When someone uses explicit knowledge, he or she is expressing or understanding knowledge that is easy to quantify. Book knowledge, images, numbers and formulas are all types of explicit information. This type of information is needed for everyday life because people need certain skills to work and to operate machinery such as cars and television sets.
Tacit knowledge describes information that cannot easily be explained. The most common type of tacit knowledge is knowledge gathered from experience, and not books, where the person who has the knowledge cannot articulate why he or she knows something or even knows why it is true.
Although it might seem impossible, tacit and explicit knowledge often cross each other. A programmer knows how to create a program and can teach other people the same programming language, but he or she might not understand exactly how the computer processes and actually utilizes the program. A painter can teach someone how to paint and mix colors but might find it difficult to teach someone how to interpret art.

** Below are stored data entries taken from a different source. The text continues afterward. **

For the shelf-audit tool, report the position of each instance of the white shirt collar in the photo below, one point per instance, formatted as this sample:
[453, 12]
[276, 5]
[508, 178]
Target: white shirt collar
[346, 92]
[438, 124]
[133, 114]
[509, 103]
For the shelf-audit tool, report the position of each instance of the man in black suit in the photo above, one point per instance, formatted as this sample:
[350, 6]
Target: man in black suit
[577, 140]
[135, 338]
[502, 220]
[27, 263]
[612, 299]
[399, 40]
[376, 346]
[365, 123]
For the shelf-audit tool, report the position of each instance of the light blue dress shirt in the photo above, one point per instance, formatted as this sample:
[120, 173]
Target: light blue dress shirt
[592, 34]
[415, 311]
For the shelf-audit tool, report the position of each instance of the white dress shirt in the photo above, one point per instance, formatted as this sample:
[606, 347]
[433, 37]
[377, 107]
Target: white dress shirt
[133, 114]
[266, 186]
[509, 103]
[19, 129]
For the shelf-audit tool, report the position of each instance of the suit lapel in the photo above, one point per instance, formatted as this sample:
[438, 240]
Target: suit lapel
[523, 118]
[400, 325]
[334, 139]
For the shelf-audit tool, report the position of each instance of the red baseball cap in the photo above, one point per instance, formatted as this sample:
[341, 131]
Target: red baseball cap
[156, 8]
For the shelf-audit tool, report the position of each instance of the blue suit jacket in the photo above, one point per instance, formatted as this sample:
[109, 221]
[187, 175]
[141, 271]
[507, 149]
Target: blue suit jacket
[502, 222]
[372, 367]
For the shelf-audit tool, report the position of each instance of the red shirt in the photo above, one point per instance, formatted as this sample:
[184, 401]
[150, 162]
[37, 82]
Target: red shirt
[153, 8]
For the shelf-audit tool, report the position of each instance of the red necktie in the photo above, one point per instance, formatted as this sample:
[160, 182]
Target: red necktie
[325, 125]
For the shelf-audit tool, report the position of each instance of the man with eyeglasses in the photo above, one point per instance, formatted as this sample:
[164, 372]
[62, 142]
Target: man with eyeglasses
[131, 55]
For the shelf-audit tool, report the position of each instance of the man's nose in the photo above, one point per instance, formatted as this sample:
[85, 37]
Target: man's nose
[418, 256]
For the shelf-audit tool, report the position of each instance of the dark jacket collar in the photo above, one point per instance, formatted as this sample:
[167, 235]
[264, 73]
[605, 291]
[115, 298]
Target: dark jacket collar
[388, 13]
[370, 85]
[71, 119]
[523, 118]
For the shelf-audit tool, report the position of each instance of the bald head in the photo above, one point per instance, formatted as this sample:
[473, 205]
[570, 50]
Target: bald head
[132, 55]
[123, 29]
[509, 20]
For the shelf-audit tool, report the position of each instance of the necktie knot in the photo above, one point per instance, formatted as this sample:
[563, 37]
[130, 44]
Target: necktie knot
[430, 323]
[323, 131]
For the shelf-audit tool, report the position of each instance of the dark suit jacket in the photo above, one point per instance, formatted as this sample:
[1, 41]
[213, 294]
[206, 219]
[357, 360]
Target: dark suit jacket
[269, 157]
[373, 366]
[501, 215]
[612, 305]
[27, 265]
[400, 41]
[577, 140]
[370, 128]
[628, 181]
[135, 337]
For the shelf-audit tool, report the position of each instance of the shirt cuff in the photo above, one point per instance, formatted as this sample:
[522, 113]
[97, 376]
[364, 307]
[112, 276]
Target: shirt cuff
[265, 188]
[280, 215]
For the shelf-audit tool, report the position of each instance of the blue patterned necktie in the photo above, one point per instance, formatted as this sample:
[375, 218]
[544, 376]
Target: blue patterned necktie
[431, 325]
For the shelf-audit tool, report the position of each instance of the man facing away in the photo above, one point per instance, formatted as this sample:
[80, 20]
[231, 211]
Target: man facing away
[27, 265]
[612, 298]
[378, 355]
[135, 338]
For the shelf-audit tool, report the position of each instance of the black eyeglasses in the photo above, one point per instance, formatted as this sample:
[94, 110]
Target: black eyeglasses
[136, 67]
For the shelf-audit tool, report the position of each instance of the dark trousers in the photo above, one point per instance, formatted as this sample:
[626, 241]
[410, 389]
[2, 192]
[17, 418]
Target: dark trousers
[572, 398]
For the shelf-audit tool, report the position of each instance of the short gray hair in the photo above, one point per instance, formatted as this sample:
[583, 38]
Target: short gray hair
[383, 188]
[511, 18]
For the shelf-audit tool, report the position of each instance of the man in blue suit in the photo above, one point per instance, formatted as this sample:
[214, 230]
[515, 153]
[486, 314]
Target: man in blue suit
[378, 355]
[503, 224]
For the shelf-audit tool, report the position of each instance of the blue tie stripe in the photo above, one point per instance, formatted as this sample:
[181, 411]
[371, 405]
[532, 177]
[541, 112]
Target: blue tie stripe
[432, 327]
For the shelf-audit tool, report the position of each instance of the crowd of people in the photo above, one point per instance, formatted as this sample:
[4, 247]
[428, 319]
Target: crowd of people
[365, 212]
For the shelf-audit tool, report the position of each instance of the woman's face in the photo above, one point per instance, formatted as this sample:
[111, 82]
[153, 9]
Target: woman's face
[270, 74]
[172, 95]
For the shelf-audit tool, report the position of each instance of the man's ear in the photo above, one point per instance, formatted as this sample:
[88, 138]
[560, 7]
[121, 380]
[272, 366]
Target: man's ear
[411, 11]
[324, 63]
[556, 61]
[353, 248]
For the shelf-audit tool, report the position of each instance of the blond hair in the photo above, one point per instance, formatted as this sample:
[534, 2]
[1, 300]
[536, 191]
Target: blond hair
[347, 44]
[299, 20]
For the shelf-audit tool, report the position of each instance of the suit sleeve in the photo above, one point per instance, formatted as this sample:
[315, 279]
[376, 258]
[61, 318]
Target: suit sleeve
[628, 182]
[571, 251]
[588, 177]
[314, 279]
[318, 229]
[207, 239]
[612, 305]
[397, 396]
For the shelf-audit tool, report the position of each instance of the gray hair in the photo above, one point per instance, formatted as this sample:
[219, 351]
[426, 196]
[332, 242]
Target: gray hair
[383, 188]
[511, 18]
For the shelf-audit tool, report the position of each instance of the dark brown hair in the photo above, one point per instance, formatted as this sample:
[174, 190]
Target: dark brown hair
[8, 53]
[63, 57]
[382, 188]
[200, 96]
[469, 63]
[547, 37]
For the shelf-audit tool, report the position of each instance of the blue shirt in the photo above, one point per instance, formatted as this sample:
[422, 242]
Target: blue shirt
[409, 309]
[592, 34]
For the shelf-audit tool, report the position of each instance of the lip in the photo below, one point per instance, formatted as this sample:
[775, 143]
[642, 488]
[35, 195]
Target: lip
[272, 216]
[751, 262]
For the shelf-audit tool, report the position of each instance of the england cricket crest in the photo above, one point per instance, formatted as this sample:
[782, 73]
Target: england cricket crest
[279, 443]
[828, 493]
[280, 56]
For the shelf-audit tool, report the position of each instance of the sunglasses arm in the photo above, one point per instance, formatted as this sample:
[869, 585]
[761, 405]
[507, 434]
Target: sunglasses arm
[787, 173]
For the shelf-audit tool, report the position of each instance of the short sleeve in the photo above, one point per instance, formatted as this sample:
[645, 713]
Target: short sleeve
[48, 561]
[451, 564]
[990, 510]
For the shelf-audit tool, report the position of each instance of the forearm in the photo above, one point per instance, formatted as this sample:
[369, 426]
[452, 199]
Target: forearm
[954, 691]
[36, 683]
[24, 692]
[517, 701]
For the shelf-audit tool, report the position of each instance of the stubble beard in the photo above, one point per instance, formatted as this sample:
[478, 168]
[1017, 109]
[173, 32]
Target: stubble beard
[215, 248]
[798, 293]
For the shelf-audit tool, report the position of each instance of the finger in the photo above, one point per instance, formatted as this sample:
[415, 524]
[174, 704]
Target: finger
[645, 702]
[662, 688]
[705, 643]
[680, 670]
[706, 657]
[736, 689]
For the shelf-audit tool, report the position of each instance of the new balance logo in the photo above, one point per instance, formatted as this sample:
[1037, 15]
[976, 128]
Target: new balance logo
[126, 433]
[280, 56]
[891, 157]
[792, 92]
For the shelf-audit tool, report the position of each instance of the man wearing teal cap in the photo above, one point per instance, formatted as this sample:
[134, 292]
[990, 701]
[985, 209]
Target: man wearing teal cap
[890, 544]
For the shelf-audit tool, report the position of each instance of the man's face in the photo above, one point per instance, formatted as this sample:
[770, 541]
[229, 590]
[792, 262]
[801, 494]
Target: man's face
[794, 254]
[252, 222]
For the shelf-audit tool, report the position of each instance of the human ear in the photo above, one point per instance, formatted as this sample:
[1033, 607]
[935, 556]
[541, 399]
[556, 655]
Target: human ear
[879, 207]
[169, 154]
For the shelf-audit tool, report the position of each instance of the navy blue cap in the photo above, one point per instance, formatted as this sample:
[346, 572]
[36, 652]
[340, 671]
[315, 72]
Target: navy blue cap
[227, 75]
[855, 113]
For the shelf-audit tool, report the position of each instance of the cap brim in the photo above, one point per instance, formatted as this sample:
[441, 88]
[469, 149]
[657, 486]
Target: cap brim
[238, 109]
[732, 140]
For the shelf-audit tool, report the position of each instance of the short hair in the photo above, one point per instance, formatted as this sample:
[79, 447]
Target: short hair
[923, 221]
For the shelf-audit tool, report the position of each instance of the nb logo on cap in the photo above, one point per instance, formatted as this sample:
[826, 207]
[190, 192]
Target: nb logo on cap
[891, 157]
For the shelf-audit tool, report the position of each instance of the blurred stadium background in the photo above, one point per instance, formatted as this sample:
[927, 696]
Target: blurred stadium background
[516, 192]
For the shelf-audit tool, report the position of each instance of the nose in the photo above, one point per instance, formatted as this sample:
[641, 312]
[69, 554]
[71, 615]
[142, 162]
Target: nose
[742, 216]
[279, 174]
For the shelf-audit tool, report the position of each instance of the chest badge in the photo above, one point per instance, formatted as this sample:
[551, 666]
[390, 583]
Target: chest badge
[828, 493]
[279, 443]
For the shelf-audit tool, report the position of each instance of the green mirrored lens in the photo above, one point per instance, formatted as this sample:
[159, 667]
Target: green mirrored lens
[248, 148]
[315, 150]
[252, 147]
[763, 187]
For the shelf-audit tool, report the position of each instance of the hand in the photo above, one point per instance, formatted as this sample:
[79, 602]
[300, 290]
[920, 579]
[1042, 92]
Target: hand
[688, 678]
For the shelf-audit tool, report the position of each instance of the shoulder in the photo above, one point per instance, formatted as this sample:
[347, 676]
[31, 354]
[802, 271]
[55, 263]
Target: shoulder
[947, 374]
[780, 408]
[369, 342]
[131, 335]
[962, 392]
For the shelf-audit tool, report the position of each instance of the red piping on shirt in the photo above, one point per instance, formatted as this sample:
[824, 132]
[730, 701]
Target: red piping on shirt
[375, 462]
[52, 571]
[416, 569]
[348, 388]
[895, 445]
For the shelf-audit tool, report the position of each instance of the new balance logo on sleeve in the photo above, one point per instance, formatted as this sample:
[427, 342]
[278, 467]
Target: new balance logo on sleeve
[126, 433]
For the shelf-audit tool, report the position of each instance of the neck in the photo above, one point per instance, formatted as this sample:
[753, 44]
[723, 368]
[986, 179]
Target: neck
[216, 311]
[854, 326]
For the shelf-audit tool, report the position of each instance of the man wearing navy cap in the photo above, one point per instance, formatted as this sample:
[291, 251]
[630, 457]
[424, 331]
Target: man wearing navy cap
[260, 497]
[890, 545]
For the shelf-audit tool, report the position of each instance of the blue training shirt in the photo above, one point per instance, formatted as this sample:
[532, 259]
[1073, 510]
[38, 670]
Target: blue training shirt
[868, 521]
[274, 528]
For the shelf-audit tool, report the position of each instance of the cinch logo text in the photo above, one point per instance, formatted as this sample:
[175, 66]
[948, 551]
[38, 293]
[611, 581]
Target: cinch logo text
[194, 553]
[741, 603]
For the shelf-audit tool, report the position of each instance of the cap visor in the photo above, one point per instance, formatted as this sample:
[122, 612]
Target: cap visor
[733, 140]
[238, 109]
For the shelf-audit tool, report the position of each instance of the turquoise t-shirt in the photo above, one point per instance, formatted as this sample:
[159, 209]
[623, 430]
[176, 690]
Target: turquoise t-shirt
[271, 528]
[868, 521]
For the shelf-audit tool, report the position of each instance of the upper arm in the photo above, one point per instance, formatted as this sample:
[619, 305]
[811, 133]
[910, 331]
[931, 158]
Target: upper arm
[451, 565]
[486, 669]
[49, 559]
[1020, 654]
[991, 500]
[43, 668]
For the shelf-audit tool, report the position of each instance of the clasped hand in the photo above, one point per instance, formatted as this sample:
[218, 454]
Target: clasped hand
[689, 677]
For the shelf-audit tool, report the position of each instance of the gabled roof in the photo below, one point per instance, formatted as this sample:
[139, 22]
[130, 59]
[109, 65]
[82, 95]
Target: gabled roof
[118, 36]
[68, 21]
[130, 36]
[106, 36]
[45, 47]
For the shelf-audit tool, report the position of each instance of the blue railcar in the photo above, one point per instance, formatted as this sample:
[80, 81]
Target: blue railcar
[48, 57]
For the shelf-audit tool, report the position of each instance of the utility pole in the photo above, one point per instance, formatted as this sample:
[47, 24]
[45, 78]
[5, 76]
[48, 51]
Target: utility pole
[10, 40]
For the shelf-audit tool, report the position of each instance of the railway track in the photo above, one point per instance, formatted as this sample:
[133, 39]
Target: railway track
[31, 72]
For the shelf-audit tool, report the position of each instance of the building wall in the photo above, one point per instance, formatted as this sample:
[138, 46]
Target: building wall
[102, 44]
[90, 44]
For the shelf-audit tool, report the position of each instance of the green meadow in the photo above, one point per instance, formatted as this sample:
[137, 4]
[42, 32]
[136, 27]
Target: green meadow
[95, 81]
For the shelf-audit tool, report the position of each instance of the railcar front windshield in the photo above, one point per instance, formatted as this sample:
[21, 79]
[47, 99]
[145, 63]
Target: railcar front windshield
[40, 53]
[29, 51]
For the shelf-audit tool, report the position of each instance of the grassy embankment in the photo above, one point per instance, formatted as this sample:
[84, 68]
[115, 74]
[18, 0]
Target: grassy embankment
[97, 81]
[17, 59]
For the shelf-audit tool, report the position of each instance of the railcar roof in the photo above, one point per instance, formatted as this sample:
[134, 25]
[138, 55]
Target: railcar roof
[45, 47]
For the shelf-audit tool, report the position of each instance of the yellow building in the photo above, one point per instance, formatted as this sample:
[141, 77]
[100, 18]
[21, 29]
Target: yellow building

Most of these tacit areas are gained only from personal experience.
A goal of many writers, teachers and businesses is to turn tacit information into explicit information. Creating manuals or classes on the subject does this, but there is also a conversion process. Although someone can tell people about tacit knowledge, simple communication might be ineffective.
Turning tacit knowledge into explicit usually requires building rules around the subject. Some examples of this are professional food critics and food tasters, who know how something tastes but may have difficulty turning that knowledge of taste into quantifiable words. To alleviate this, scales are used to more accurately measure the taste of food, but the explicit understanding of taste does not fully describe the experience associated with eating the food.
Explicit knowledge often has rules that are broken by experience. One can even say that explicit knowledge is the birthplace of tacit knowledge. This is because when someone learns how to set up a machine or system based on rules, he or she figures out a better way of setting up the same system that is not exactly what the rules imply.